I was pretty skeptical at the beginning of this course about becoming comfortable with my classmates on the trip. But by now we’ve been the grossest and smelliest of our lives together, experienced nature at its best with each other, and picked ticks off of each other’s backs like gorillas. And later tonight, after we returned to Middle Caye, we had a short group meditation session led by Scott.

I guess it’s impossible to experience these things together without becoming good friends.

Today has been a bittersweet day, for sure. I can’t believe we’re leaving this place.

Last sunset in Belize.

 

Why must good things come to an end? 

  • Why must good things come to an end? 

    Today was a day of many lasts: snorkeling at Glover’s Atoll, sitting at the pier with the squad, and interacting with the lion fish. The post-Belize depression will be real but I will be sure to return to this lovely, peaceful, and unbelizeable place (credit: Sami).

    First things first: food was amazing today. After dissecting the lion fish we have gotten from the surrounding reefs, Chef Scott turned the white meat fish into a delicious bowl of ceviche, lime-marinated fresh fish mixed with diced onion and tomato.

    10/10 would eat again!

    Even the vegetarians helped finish the fish, an environmental friendly act due to the lionfish’s devastating effect on native fish species.
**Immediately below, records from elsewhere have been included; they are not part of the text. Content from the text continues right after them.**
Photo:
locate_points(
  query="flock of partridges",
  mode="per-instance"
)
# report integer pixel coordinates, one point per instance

Nonnative to this region, the piescivorous lion fish feed on smaller fish that are native to the region, at a disproportionally high rate. This causes up to 70% decrease in 

    native fish populations.

    A similar trend can be said of brown algae, Sargassum seaweed in particular, which has crowded out large populations of coral because of its ability to grow from dissembles parts of itself and its tolerance to hot water.

    At the Southwest Caye of Glover’s Atoll, we hung out at the resort and savored the beverages that the Caribbean had to offer, including Belizean pineapple Fanta which instead of using corn syrup as sweetener uses cane sugar. We noted the amount of conch shells on the island and thought about the regulations in place at this region for conch fishing. We hope they weren’t collected from restricted fishing zones, weren’t undersized, or caught during the mating season. 
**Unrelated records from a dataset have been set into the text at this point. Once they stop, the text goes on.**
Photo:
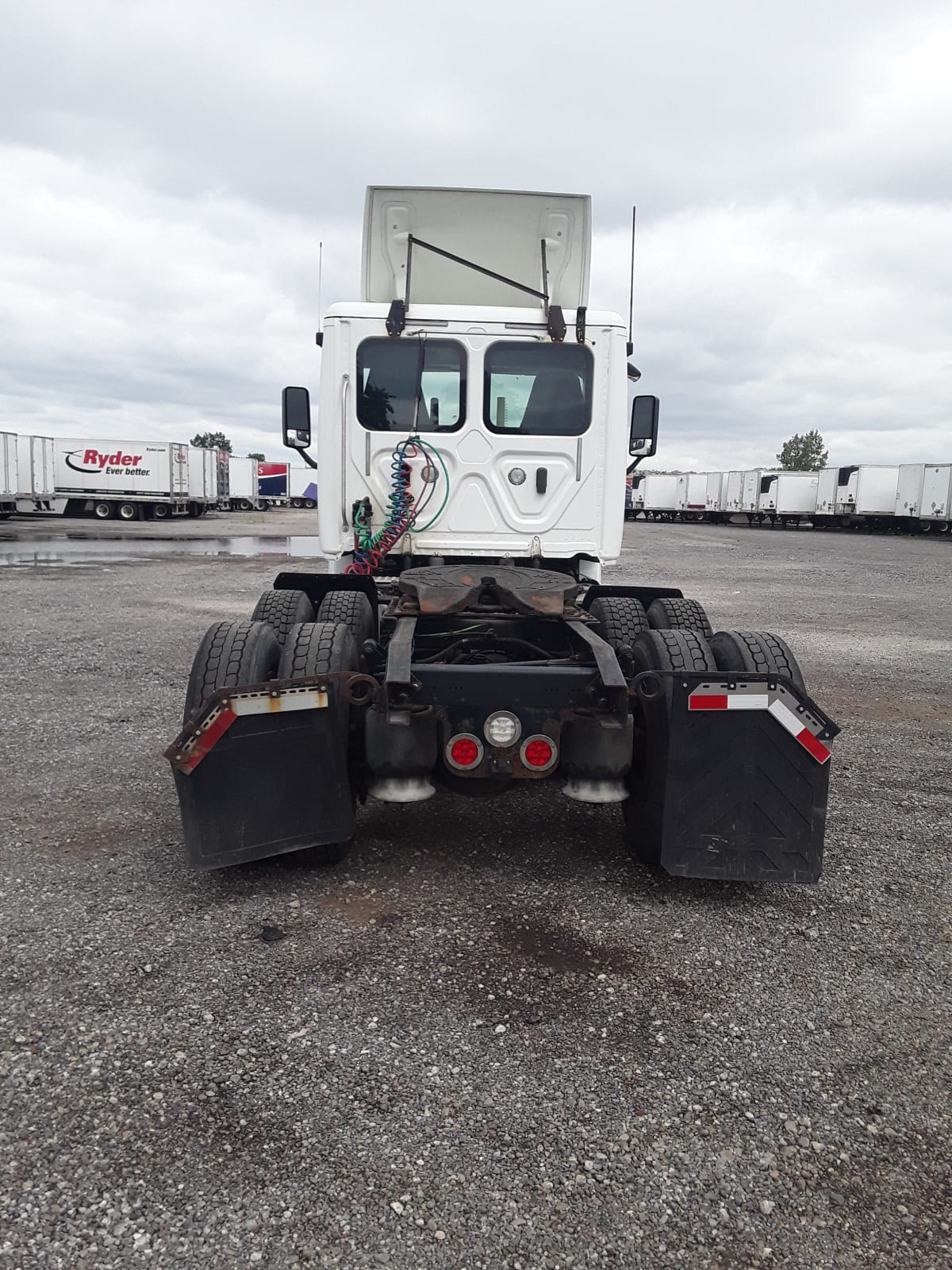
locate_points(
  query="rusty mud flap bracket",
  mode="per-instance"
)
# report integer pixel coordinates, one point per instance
(263, 770)
(734, 776)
    As our pilot research project has shown, marine protected areas support more corals and number of species, which can be worthy contributions to the coral reef ecosystem. Illegal harvesting of conch would instead be a detraction.
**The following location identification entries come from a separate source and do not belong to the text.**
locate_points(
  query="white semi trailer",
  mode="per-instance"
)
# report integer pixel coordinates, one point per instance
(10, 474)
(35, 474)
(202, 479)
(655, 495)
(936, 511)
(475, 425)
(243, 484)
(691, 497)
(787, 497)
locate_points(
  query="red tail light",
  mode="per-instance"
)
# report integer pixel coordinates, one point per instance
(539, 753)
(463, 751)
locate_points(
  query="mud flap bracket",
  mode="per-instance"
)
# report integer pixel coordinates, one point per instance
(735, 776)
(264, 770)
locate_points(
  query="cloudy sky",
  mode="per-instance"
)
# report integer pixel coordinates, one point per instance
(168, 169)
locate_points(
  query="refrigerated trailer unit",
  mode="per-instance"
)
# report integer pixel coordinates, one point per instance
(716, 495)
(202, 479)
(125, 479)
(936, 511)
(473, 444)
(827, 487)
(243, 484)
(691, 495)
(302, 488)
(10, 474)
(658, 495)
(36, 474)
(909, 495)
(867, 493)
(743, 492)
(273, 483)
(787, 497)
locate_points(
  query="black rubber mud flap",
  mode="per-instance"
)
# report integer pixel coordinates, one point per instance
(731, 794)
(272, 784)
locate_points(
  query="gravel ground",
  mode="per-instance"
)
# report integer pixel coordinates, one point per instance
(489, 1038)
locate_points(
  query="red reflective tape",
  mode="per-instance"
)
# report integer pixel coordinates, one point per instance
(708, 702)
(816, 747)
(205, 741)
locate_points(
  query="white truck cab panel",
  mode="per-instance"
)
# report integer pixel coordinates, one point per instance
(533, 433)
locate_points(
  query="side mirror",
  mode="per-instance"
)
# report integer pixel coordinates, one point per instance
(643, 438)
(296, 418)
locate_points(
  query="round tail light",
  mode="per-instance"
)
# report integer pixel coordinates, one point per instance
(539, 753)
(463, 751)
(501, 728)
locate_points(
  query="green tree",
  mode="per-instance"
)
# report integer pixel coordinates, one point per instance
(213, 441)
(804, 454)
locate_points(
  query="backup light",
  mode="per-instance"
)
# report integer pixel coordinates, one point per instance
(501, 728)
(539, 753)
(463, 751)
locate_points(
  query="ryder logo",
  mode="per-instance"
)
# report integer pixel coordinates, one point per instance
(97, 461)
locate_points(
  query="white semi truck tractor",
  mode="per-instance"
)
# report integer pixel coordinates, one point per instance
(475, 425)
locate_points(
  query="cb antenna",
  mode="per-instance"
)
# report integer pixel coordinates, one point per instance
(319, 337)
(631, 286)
    In the waters around Southwest Caye, we observed the abundant sargassum seaweed. They are especially obvious because of they float free on the surface of water. Under water around the patch reefs near Middle Caye, I saw a lot of lobophora and White scroll algae. Most of these algae communities are near or inside coral communities, and share their habitat with many species of fish, spiny brittle star, and anemones. If one made a conclusion about the role of algae in the coral reef ecosystem from these observation, it may be that algae seems to be living in good relationships with its neighboring corals. However, comparing the algae and coral compositions of today to that of the last couple decades, the correlation between algae growth and coral decline can be alarming. We wonder if our grandchildren will see the corals that we got to see today.

    For about a week now we have been coordinating  a group mediation.

    Alas, tonight we meditated together as a class and some of us mentally prepared ourselves for the end of what feels like an era.